Au cours de ma carrière, j’ai vu évoluer et émerger de nombreux défenseurs de l’égalité entre les genres. La société s’est également transformée. Avec le temps, les gens ont pris conscience des partis pris, de la discrimination et des préjugés, et les personnes informées voient ce qui ne va pas. Ces personnes tentent donc de faire entendre leur voix. Les gens sont mieux informés sur l’égalité entre les genres. Je vois que dans les universités, il y a des centaines de diplômés en études de genre.

Mais le défi est que nos institutions – l’État, le secteur privé, le secteur public – ne sont pas très sensibilisées à la question du genre. Les institutions doivent améliorer leurs propres comportements en matière d’égalité entre les genres et de positions de genre.

Quel est votre plus grand espoir pour l’avenir?

Je suis assez optimiste quant à l’égalité entre les genres.
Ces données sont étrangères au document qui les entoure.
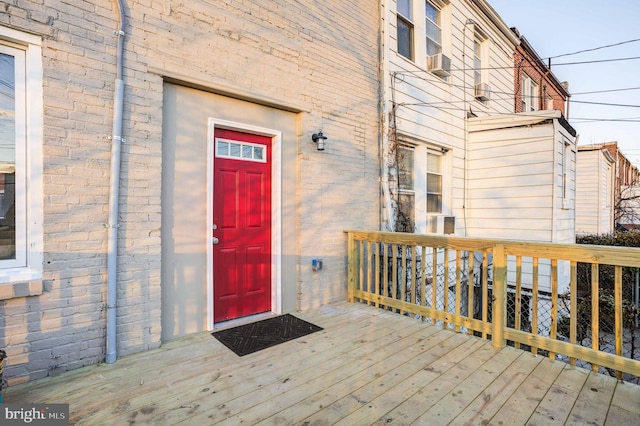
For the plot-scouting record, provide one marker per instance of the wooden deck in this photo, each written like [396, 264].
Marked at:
[367, 366]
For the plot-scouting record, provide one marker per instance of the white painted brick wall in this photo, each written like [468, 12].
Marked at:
[322, 55]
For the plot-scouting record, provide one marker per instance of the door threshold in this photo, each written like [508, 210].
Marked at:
[244, 320]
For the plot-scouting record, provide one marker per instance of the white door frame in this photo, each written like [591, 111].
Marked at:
[276, 213]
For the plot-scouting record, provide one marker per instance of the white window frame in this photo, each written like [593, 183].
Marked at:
[437, 23]
[422, 217]
[408, 21]
[26, 269]
[567, 159]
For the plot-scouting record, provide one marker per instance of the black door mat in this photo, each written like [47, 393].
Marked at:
[250, 338]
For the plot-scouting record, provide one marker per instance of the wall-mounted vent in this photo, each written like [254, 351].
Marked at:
[439, 65]
[482, 92]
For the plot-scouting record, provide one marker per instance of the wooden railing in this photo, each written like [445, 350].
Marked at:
[464, 284]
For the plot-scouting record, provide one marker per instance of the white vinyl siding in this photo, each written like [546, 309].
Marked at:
[594, 193]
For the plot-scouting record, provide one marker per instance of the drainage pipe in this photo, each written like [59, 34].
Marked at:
[114, 192]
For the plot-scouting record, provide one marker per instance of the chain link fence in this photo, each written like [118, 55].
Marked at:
[525, 310]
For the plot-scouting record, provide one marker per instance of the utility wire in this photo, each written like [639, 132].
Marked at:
[595, 48]
[510, 95]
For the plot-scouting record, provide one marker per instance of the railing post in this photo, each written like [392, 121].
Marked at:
[352, 258]
[499, 305]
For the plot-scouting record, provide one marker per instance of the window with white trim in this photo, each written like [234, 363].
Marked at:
[20, 156]
[566, 163]
[529, 94]
[406, 189]
[405, 29]
[477, 60]
[550, 102]
[433, 28]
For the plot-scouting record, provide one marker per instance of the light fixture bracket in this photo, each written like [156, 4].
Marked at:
[319, 139]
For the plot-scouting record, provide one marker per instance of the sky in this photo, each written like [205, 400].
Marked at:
[558, 27]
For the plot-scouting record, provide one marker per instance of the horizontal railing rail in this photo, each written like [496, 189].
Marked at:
[561, 300]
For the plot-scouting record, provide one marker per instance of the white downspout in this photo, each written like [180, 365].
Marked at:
[114, 192]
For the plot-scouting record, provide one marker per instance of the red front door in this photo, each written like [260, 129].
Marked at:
[242, 225]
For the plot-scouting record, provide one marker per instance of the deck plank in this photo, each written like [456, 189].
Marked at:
[454, 402]
[493, 398]
[361, 371]
[368, 366]
[523, 402]
[560, 398]
[236, 376]
[597, 392]
[452, 371]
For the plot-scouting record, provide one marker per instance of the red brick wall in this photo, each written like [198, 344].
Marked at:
[523, 63]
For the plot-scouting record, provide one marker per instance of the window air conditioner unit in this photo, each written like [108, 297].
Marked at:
[439, 65]
[482, 92]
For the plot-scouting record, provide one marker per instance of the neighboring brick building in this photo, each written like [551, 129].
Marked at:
[626, 187]
[268, 71]
[536, 88]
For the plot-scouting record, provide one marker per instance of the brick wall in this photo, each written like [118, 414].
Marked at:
[320, 54]
[524, 63]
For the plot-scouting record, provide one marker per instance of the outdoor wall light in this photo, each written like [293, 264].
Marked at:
[319, 139]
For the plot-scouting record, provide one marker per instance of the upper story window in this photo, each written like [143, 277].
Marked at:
[477, 61]
[20, 156]
[405, 29]
[433, 29]
[529, 94]
[434, 183]
[549, 102]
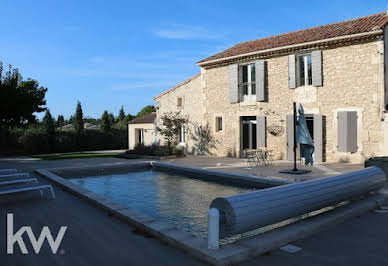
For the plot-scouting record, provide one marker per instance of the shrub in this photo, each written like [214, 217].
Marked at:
[35, 140]
[153, 150]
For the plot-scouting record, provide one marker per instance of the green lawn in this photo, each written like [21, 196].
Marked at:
[75, 156]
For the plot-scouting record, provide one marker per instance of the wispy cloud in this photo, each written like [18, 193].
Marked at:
[186, 32]
[71, 28]
[154, 85]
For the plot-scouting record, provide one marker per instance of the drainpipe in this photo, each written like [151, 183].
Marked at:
[213, 228]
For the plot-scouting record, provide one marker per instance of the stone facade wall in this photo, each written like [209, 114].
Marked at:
[149, 134]
[353, 80]
[192, 95]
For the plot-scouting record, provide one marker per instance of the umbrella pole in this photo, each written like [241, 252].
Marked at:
[295, 170]
[295, 145]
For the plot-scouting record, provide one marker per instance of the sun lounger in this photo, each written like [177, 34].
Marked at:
[16, 180]
[27, 187]
[7, 171]
[21, 175]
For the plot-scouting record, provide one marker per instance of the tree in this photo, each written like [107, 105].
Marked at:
[78, 121]
[146, 110]
[19, 99]
[106, 122]
[121, 116]
[60, 121]
[171, 123]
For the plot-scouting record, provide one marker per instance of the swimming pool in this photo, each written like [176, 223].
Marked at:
[167, 196]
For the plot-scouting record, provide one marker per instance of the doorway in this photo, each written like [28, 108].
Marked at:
[249, 133]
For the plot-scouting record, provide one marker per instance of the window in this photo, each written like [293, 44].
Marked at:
[140, 135]
[180, 102]
[218, 123]
[248, 82]
[181, 135]
[304, 70]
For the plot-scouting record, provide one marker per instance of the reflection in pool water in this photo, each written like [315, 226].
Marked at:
[169, 197]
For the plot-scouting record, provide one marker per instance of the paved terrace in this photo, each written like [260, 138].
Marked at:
[95, 238]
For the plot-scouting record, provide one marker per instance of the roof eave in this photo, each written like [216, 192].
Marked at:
[293, 46]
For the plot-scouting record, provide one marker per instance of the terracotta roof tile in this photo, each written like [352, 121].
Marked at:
[359, 25]
[145, 119]
[177, 86]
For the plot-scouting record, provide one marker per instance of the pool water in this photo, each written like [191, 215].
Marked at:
[170, 197]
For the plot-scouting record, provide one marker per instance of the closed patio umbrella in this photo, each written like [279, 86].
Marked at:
[303, 137]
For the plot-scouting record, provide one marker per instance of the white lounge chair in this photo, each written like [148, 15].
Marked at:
[16, 180]
[21, 175]
[7, 171]
[27, 187]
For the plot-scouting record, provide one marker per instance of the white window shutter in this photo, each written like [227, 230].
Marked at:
[291, 72]
[233, 83]
[260, 80]
[316, 62]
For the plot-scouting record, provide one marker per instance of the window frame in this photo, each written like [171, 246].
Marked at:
[219, 121]
[182, 135]
[179, 100]
[308, 75]
[140, 136]
[247, 89]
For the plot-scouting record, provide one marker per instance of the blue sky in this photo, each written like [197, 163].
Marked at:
[112, 53]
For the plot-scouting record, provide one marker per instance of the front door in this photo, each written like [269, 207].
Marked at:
[249, 132]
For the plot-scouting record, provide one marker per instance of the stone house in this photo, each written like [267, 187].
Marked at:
[142, 130]
[246, 93]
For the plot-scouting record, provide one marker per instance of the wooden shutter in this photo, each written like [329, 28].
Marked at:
[291, 72]
[347, 131]
[261, 129]
[260, 80]
[318, 138]
[233, 83]
[290, 137]
[316, 65]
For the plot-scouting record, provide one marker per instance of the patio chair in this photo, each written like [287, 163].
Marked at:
[27, 187]
[7, 171]
[250, 157]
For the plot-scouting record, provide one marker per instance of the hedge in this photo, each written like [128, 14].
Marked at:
[35, 140]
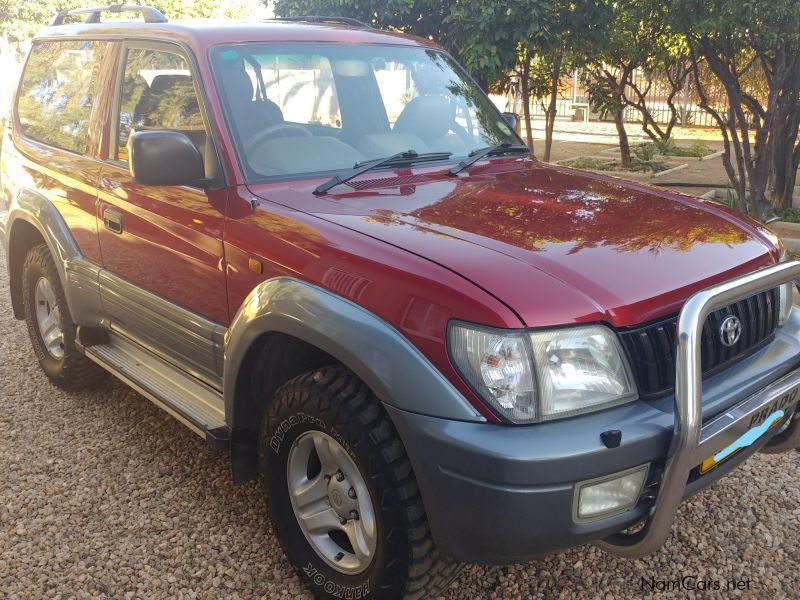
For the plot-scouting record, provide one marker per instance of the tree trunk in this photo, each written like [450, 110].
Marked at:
[524, 81]
[624, 145]
[550, 114]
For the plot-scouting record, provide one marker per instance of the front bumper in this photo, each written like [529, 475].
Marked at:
[497, 494]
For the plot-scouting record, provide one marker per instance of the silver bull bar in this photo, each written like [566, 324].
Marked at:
[691, 441]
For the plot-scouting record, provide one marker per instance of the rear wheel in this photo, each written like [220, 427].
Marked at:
[341, 493]
[50, 325]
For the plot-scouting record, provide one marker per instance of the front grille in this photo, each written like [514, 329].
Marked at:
[651, 348]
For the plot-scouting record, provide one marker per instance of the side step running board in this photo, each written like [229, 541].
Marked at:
[192, 402]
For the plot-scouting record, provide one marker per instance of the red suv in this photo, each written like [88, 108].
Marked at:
[322, 248]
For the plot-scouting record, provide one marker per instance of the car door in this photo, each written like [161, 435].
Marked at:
[164, 278]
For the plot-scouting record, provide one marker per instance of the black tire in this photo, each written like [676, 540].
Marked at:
[72, 369]
[406, 564]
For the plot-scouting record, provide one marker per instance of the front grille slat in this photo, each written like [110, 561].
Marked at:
[651, 349]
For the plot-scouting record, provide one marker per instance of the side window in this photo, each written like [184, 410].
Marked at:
[158, 93]
[58, 91]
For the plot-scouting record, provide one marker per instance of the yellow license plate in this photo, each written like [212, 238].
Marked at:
[751, 436]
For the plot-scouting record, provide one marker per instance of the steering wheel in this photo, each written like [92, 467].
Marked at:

À notre époque, les jeunes qui sortent de l’université, qui sont diplômés ou qui exercent une profession libérale sont très sensibles aux questions de genre et veulent des approches transformatrices en la matière. Donc, d’un côté, des choses positives se produisent.

D’un autre côté, il existe des problèmes et des défis en matière de normes de genre – des normes de genre fortement patriarcales – qui sous-tendent la violence sexiste et d’autres préjugés et discriminations. J’espère qu’il y aura de plus en plus de diplômés en égalité entre les genres et qu’ils sensibiliseront les gens aux questions de genre, et que la société deviendra plus juste et plus égale sur le plan du genre. J’espère que les femmes se verront offrir des possibilités de leadership et atteindront l’égalité des chances en matière d’emploi et de statut social.

Je crois que les nouvelles générations sont sur la bonne voie. Vous savez, ma famille est très sensible aux questions de genre. La plupart de mes enfants font du sport, et ma belle-fille est une grande athlète. Elle est capitaine de l’équipe féminine de football du Pakistan. Mes fils ont introduit les arts martiaux mixtes pour les filles et les garçons au Pakistan. Mon fils est un champion international d’arts martiaux mixtes. Et mon fils aîné est un professeur d’arts martiaux mixtes. Toute ma famille me soutient – mon mari vient de m’apporter du thé et est assis avec moi pour écouter ce dialogue sur le genre. Ma famille est sensible aux questions de genre et agit pour changer les choses en la matière. Donc, vous savez, ils jouent leur rôle pour l’égalité entre les genres dans la société.

 

Cet entretien a été révisé et abrégé à des fins de clarté.